To be fair: It’s important to acknowledge that getting the vaccine to millions of Americans is a vast, daunting operation. A certain amount of confusion is inevitable. Patience is necessary.

But finding a vaccine appointment is testing the patience of saints. Almost everyone I know has a story by now. Of hours spent on the Walgreens site, the Jewel-Osco site, various government sites. Of phone calls made in vain, of tips followed down rabbit holes.

Try early in the morning, someone says. No, try late at night. No, try on Fridays. No, Mondays work best.

In virus roulette, there are no obvious, fixed rules, and even the tech savvy are stymied.

Some of the saddest stories come from people desperately seeking a vaccine not for themselves but for their parents.

"I’ve been manically focused on it for the last three weeks," said Cara DiPasquale who lives near Chicago while her parents live in New York state. "First two appointments I nabbed were then canceled by the county, after promised shots did not arrive."

She then made appointments with the state and Walgreens. This week, at last, her parents got their first doses.

"But," she said, "the system is not — and this is a generalization, of course — designed for the senior set it is intended to serve. Not to mention people without access to a computer or Internet."

Deborah Risteen Mercer echoes that complaint. The Chicago hospital where her mother is affiliated, she said, requires patients to get their app to be notified about the vaccine. But her mother, who’s 89, doesn’t have a smartphone. So she signed up on her mother’s behalf.

"It’s a ridiculous system," she said, "and I don’t know if she could navigate it on her own."

The tortuous systems exist from coast to coast.

"Every health department or grocery store distributor has a totally different system," said my colleague Lara Weber, who has been trying to navigate the mess for her parents in Florida, "and it’s hard enough for me to sort out the website guidance, let alone my parents and their friends."

A friend in California reports that his parents — ages 87 and 88 — had to drive two hours to get their first vaccine dose.

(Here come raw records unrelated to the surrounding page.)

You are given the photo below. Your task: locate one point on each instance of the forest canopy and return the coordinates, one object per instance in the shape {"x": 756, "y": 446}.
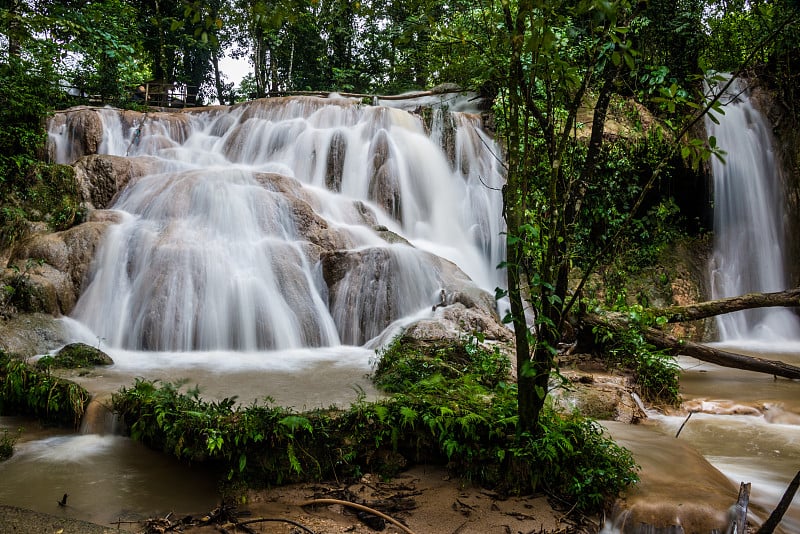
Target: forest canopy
{"x": 381, "y": 46}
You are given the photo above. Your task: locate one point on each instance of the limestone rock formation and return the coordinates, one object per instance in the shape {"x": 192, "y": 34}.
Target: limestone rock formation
{"x": 49, "y": 270}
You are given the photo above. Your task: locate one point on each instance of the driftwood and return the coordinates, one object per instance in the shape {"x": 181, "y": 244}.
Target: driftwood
{"x": 739, "y": 520}
{"x": 704, "y": 310}
{"x": 619, "y": 322}
{"x": 362, "y": 508}
{"x": 775, "y": 517}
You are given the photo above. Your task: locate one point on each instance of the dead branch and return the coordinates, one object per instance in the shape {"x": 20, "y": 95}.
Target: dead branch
{"x": 703, "y": 310}
{"x": 775, "y": 517}
{"x": 618, "y": 322}
{"x": 363, "y": 509}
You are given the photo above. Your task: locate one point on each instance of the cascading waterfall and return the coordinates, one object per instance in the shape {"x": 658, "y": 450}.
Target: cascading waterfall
{"x": 749, "y": 210}
{"x": 236, "y": 237}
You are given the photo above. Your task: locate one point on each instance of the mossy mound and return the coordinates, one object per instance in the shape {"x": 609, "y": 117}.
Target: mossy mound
{"x": 75, "y": 356}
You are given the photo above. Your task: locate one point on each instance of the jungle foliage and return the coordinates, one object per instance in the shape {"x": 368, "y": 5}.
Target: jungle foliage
{"x": 25, "y": 390}
{"x": 449, "y": 405}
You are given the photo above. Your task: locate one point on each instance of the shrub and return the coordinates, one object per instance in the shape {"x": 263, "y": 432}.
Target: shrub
{"x": 28, "y": 391}
{"x": 442, "y": 415}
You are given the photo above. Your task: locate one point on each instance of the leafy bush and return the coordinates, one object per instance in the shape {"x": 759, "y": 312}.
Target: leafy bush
{"x": 440, "y": 414}
{"x": 7, "y": 442}
{"x": 656, "y": 372}
{"x": 26, "y": 390}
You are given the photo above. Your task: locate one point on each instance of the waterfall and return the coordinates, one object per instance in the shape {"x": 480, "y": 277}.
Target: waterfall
{"x": 288, "y": 223}
{"x": 749, "y": 211}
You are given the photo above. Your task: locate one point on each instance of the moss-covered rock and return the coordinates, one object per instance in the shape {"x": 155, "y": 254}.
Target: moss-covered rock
{"x": 76, "y": 355}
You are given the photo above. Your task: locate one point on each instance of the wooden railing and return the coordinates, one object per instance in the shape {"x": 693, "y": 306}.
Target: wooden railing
{"x": 165, "y": 94}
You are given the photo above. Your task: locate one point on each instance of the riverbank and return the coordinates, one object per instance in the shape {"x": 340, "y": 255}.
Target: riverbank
{"x": 426, "y": 499}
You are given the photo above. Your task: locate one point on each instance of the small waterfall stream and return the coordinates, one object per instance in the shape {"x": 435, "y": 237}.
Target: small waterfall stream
{"x": 749, "y": 226}
{"x": 262, "y": 250}
{"x": 264, "y": 227}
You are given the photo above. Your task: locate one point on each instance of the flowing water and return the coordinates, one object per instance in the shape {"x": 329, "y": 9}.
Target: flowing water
{"x": 749, "y": 221}
{"x": 265, "y": 250}
{"x": 212, "y": 276}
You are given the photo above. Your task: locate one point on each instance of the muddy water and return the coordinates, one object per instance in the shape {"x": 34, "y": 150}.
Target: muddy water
{"x": 745, "y": 424}
{"x": 107, "y": 478}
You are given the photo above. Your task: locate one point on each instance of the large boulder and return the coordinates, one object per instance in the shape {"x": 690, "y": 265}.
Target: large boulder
{"x": 101, "y": 177}
{"x": 30, "y": 334}
{"x": 49, "y": 270}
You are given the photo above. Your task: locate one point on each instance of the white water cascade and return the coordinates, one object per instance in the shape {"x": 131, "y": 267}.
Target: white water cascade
{"x": 288, "y": 223}
{"x": 749, "y": 211}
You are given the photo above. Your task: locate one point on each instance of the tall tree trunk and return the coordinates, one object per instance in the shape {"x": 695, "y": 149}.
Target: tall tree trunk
{"x": 218, "y": 77}
{"x": 14, "y": 46}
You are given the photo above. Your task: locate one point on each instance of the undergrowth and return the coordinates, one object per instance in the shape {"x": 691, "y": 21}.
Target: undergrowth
{"x": 25, "y": 390}
{"x": 655, "y": 371}
{"x": 451, "y": 406}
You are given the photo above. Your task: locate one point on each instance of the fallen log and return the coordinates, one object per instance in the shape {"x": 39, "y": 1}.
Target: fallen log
{"x": 661, "y": 340}
{"x": 704, "y": 310}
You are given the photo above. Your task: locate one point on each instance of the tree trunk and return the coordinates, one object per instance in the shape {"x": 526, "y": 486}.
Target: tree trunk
{"x": 659, "y": 339}
{"x": 703, "y": 310}
{"x": 218, "y": 78}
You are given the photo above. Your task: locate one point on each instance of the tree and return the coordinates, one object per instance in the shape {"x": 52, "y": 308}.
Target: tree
{"x": 548, "y": 60}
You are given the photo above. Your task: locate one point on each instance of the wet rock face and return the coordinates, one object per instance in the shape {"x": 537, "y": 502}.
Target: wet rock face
{"x": 30, "y": 334}
{"x": 77, "y": 355}
{"x": 370, "y": 289}
{"x": 85, "y": 131}
{"x": 101, "y": 177}
{"x": 49, "y": 270}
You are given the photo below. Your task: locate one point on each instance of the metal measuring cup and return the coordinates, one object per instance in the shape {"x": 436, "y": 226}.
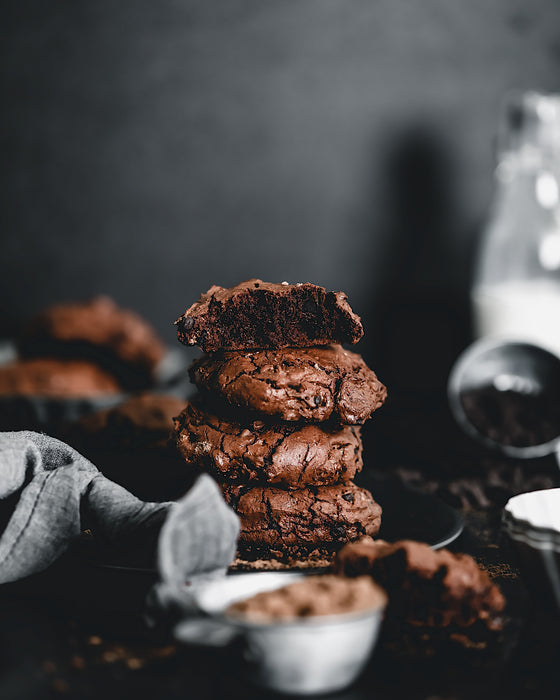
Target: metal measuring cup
{"x": 506, "y": 365}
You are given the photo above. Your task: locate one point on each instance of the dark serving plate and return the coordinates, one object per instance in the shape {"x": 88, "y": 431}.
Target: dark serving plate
{"x": 409, "y": 514}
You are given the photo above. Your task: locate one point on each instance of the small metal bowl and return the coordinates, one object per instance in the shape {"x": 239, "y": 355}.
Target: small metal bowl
{"x": 532, "y": 521}
{"x": 319, "y": 654}
{"x": 501, "y": 363}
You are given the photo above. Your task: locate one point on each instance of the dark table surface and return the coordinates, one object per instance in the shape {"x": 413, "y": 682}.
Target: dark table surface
{"x": 78, "y": 631}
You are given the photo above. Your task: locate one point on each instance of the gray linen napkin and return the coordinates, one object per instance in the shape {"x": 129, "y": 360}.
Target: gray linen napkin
{"x": 49, "y": 493}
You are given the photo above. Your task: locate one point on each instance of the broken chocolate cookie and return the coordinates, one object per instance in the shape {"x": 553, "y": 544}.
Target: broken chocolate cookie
{"x": 257, "y": 314}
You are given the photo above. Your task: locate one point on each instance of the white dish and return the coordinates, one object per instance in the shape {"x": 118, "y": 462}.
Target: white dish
{"x": 312, "y": 655}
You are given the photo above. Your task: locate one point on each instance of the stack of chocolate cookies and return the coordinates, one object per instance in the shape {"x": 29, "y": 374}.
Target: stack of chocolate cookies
{"x": 277, "y": 417}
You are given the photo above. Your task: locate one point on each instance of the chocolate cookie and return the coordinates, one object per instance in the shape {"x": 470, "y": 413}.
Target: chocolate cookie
{"x": 246, "y": 449}
{"x": 310, "y": 522}
{"x": 257, "y": 314}
{"x": 294, "y": 384}
{"x": 426, "y": 587}
{"x": 56, "y": 378}
{"x": 118, "y": 339}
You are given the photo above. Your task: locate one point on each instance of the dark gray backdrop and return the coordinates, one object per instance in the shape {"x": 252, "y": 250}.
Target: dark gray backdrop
{"x": 150, "y": 149}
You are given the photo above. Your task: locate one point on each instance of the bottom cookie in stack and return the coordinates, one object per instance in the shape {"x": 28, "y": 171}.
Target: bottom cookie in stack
{"x": 308, "y": 523}
{"x": 289, "y": 483}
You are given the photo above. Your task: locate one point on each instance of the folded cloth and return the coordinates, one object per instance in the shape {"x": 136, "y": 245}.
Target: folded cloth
{"x": 49, "y": 494}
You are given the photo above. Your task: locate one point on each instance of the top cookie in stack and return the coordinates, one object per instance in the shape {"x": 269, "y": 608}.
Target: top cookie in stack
{"x": 278, "y": 414}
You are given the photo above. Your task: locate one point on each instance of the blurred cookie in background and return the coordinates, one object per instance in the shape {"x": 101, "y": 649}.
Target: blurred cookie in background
{"x": 117, "y": 339}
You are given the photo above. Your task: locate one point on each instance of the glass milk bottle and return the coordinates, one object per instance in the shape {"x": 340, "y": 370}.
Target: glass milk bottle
{"x": 516, "y": 289}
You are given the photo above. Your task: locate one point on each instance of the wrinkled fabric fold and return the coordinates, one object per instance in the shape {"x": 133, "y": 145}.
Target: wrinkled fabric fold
{"x": 49, "y": 494}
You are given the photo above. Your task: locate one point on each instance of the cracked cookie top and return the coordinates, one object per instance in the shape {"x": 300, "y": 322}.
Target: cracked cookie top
{"x": 283, "y": 523}
{"x": 257, "y": 314}
{"x": 254, "y": 450}
{"x": 304, "y": 384}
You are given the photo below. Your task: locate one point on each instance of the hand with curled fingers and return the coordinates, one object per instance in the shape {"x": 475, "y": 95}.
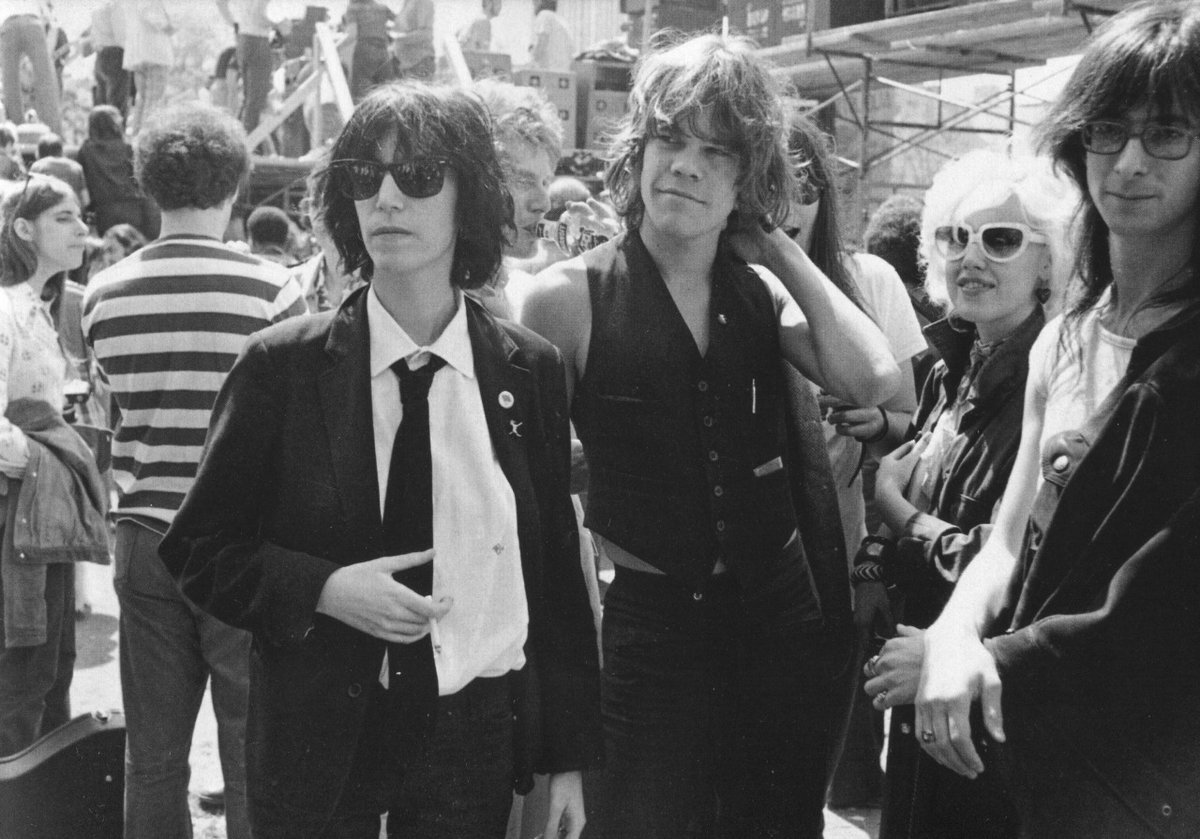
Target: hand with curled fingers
{"x": 593, "y": 215}
{"x": 862, "y": 424}
{"x": 958, "y": 670}
{"x": 893, "y": 676}
{"x": 366, "y": 597}
{"x": 567, "y": 816}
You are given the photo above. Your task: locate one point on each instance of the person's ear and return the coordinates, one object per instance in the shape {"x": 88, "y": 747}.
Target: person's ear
{"x": 23, "y": 228}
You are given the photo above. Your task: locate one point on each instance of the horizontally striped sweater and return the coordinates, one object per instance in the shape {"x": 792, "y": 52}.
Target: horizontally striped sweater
{"x": 166, "y": 325}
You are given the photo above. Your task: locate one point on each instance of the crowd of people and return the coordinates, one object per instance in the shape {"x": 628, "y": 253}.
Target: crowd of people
{"x": 622, "y": 521}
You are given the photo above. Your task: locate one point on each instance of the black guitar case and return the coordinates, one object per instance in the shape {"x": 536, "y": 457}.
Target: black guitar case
{"x": 67, "y": 785}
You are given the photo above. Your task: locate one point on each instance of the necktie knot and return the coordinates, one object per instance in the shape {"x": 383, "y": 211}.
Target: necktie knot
{"x": 414, "y": 384}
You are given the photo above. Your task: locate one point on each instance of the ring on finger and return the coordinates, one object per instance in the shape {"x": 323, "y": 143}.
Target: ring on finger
{"x": 869, "y": 667}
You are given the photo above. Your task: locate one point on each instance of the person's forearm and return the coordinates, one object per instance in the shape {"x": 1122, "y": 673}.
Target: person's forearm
{"x": 979, "y": 594}
{"x": 851, "y": 352}
{"x": 894, "y": 509}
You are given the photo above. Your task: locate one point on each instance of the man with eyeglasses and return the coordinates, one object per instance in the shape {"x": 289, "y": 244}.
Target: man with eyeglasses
{"x": 166, "y": 325}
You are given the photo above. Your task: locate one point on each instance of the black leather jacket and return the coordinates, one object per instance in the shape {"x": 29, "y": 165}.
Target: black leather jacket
{"x": 1101, "y": 666}
{"x": 928, "y": 564}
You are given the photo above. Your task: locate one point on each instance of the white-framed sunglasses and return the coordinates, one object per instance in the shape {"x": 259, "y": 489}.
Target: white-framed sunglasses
{"x": 1001, "y": 241}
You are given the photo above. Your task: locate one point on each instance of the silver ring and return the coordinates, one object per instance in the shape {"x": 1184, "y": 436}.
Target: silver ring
{"x": 870, "y": 666}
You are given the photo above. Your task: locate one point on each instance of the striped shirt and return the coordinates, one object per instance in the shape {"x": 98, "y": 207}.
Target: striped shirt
{"x": 166, "y": 324}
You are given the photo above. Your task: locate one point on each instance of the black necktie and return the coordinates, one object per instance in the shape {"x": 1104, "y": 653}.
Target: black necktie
{"x": 408, "y": 527}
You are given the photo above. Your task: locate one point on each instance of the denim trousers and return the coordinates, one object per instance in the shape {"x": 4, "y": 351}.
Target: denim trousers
{"x": 35, "y": 682}
{"x": 461, "y": 787}
{"x": 112, "y": 79}
{"x": 714, "y": 725}
{"x": 168, "y": 651}
{"x": 23, "y": 35}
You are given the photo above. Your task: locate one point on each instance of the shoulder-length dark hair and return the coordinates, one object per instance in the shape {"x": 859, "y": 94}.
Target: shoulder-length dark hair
{"x": 25, "y": 199}
{"x": 1147, "y": 54}
{"x": 813, "y": 157}
{"x": 105, "y": 123}
{"x": 715, "y": 76}
{"x": 429, "y": 121}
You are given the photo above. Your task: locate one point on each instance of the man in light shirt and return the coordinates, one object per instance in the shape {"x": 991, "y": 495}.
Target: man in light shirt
{"x": 552, "y": 48}
{"x": 166, "y": 325}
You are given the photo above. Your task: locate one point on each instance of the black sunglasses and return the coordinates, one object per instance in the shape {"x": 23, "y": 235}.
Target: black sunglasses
{"x": 360, "y": 179}
{"x": 1109, "y": 137}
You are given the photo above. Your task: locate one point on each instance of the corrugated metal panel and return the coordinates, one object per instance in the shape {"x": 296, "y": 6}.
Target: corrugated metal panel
{"x": 591, "y": 21}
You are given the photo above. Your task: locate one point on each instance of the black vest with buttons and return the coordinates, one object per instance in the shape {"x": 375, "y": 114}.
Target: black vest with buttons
{"x": 687, "y": 454}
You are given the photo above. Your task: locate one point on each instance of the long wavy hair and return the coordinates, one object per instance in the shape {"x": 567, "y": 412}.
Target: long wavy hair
{"x": 1149, "y": 54}
{"x": 429, "y": 121}
{"x": 813, "y": 157}
{"x": 25, "y": 199}
{"x": 681, "y": 81}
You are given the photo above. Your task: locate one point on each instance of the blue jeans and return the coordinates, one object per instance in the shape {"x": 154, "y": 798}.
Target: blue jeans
{"x": 168, "y": 649}
{"x": 35, "y": 682}
{"x": 713, "y": 726}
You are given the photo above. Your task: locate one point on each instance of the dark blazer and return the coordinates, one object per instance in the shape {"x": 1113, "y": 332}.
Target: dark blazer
{"x": 1101, "y": 663}
{"x": 287, "y": 493}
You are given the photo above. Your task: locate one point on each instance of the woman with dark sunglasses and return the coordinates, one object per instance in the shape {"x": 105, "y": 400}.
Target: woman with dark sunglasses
{"x": 42, "y": 234}
{"x": 346, "y": 450}
{"x": 1077, "y": 627}
{"x": 996, "y": 256}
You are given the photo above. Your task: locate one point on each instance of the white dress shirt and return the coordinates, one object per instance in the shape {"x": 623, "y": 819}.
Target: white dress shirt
{"x": 478, "y": 558}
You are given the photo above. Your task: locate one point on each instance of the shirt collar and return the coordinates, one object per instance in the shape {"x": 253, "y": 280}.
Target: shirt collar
{"x": 390, "y": 342}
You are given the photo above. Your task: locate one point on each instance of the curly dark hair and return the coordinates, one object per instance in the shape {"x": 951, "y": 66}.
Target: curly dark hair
{"x": 893, "y": 234}
{"x": 427, "y": 121}
{"x": 192, "y": 156}
{"x": 719, "y": 76}
{"x": 1147, "y": 54}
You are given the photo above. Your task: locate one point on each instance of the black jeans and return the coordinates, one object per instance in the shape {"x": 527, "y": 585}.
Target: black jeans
{"x": 462, "y": 787}
{"x": 714, "y": 724}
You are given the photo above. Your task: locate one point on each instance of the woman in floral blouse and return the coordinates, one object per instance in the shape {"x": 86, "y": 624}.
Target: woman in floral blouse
{"x": 41, "y": 233}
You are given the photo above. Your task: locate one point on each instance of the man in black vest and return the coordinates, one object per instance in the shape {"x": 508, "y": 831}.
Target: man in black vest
{"x": 675, "y": 349}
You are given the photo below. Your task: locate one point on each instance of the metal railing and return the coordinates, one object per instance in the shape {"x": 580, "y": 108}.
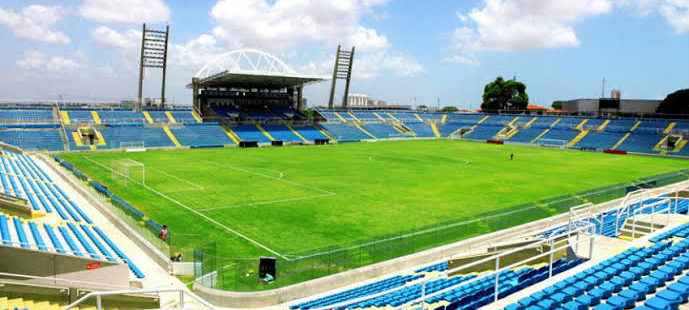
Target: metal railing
{"x": 588, "y": 230}
{"x": 180, "y": 305}
{"x": 7, "y": 277}
{"x": 227, "y": 273}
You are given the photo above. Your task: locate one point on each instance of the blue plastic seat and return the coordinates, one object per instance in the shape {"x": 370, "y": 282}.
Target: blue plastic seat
{"x": 681, "y": 289}
{"x": 661, "y": 276}
{"x": 620, "y": 302}
{"x": 599, "y": 293}
{"x": 631, "y": 294}
{"x": 640, "y": 287}
{"x": 658, "y": 303}
{"x": 574, "y": 305}
{"x": 514, "y": 307}
{"x": 674, "y": 298}
{"x": 547, "y": 304}
{"x": 652, "y": 282}
{"x": 560, "y": 298}
{"x": 527, "y": 301}
{"x": 606, "y": 307}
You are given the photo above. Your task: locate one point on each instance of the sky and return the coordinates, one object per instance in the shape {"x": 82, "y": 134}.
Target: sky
{"x": 407, "y": 52}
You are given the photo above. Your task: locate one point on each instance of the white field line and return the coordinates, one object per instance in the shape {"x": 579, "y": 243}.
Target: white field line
{"x": 193, "y": 211}
{"x": 272, "y": 178}
{"x": 265, "y": 202}
{"x": 198, "y": 187}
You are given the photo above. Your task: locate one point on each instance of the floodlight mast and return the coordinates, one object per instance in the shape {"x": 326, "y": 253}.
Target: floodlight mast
{"x": 154, "y": 45}
{"x": 342, "y": 71}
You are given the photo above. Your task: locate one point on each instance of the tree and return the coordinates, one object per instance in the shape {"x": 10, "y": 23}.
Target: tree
{"x": 675, "y": 103}
{"x": 504, "y": 95}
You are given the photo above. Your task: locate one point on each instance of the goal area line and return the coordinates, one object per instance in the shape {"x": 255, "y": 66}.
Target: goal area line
{"x": 195, "y": 212}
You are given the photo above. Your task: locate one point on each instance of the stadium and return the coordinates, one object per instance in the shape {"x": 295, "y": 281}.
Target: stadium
{"x": 242, "y": 200}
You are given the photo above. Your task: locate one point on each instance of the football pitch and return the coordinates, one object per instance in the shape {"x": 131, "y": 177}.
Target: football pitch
{"x": 276, "y": 201}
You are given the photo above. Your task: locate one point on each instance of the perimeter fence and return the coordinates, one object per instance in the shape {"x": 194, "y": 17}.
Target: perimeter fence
{"x": 241, "y": 274}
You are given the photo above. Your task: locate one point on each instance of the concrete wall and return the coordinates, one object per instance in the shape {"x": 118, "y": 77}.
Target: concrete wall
{"x": 161, "y": 259}
{"x": 626, "y": 105}
{"x": 293, "y": 292}
{"x": 45, "y": 264}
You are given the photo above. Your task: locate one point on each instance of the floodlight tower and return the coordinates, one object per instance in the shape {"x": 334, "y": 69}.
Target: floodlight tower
{"x": 342, "y": 71}
{"x": 154, "y": 45}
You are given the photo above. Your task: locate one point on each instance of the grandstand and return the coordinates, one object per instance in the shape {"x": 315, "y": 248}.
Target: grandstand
{"x": 107, "y": 206}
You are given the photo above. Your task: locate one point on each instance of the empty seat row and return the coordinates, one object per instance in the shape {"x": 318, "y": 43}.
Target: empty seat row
{"x": 620, "y": 282}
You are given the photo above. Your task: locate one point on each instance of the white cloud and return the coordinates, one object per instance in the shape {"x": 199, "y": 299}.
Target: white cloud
{"x": 195, "y": 53}
{"x": 518, "y": 25}
{"x": 278, "y": 26}
{"x": 373, "y": 56}
{"x": 34, "y": 23}
{"x": 125, "y": 11}
{"x": 36, "y": 62}
{"x": 125, "y": 42}
{"x": 676, "y": 13}
{"x": 257, "y": 23}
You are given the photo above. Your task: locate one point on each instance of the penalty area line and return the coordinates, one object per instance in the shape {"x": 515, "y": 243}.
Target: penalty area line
{"x": 195, "y": 212}
{"x": 266, "y": 202}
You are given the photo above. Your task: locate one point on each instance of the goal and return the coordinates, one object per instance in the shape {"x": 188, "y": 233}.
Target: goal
{"x": 133, "y": 146}
{"x": 552, "y": 143}
{"x": 126, "y": 171}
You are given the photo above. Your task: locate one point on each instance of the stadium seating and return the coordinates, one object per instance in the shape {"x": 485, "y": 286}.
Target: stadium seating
{"x": 633, "y": 277}
{"x": 469, "y": 296}
{"x": 599, "y": 140}
{"x": 183, "y": 116}
{"x": 23, "y": 115}
{"x": 421, "y": 129}
{"x": 288, "y": 113}
{"x": 310, "y": 132}
{"x": 620, "y": 125}
{"x": 281, "y": 133}
{"x": 566, "y": 123}
{"x": 229, "y": 112}
{"x": 250, "y": 133}
{"x": 152, "y": 137}
{"x": 201, "y": 134}
{"x": 640, "y": 143}
{"x": 593, "y": 123}
{"x": 344, "y": 132}
{"x": 159, "y": 116}
{"x": 487, "y": 131}
{"x": 114, "y": 117}
{"x": 22, "y": 177}
{"x": 544, "y": 121}
{"x": 526, "y": 135}
{"x": 448, "y": 128}
{"x": 33, "y": 139}
{"x": 80, "y": 116}
{"x": 381, "y": 130}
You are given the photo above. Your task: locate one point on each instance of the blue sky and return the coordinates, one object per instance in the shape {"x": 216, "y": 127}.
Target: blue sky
{"x": 407, "y": 51}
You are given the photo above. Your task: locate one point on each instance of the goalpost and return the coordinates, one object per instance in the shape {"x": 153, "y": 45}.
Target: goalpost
{"x": 127, "y": 170}
{"x": 133, "y": 146}
{"x": 552, "y": 143}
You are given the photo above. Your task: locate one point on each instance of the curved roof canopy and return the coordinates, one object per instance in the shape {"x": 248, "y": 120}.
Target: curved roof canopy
{"x": 250, "y": 68}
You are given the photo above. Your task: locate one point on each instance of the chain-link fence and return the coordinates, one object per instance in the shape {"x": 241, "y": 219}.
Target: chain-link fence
{"x": 240, "y": 274}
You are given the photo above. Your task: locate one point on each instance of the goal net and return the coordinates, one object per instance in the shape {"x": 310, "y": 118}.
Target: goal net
{"x": 552, "y": 143}
{"x": 133, "y": 146}
{"x": 126, "y": 171}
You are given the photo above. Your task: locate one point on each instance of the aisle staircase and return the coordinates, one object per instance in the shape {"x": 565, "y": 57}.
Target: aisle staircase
{"x": 435, "y": 130}
{"x": 580, "y": 136}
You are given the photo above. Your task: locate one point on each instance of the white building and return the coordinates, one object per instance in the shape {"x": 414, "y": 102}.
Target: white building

My colleague Georgia Garvey signed up for text alerts about when and where her dad in Florida could get the vaccine, but so far has received only campaign ads for Florida Gov. Ron DeSantis.

"Infuriating," she said.

Pamela Halloran, who lives in Chicago’s western suburbs, has been trying to get a vaccine for her 87-year-old mother, who has dementia. The futility, she said, reminds her of the time she tried to get tickets to the Dave Matthews Band for her son. And in the face of constant futility, she has decided to calm down.

"Why stress?" she said. "We’ve come this far."

That’s the healthiest way to play virus roulette. Remember how far we’ve come in this pandemic, how much stress we’ve endured. The vaccine is getting closer for all of us. With some luck, its distribution will become less of a gamble.

In the meantime, we can keep washing our hands, wearing our masks, keeping our distance and crossing our fingers.

Mary Schmich wrote this piece for the Chicago Tribune.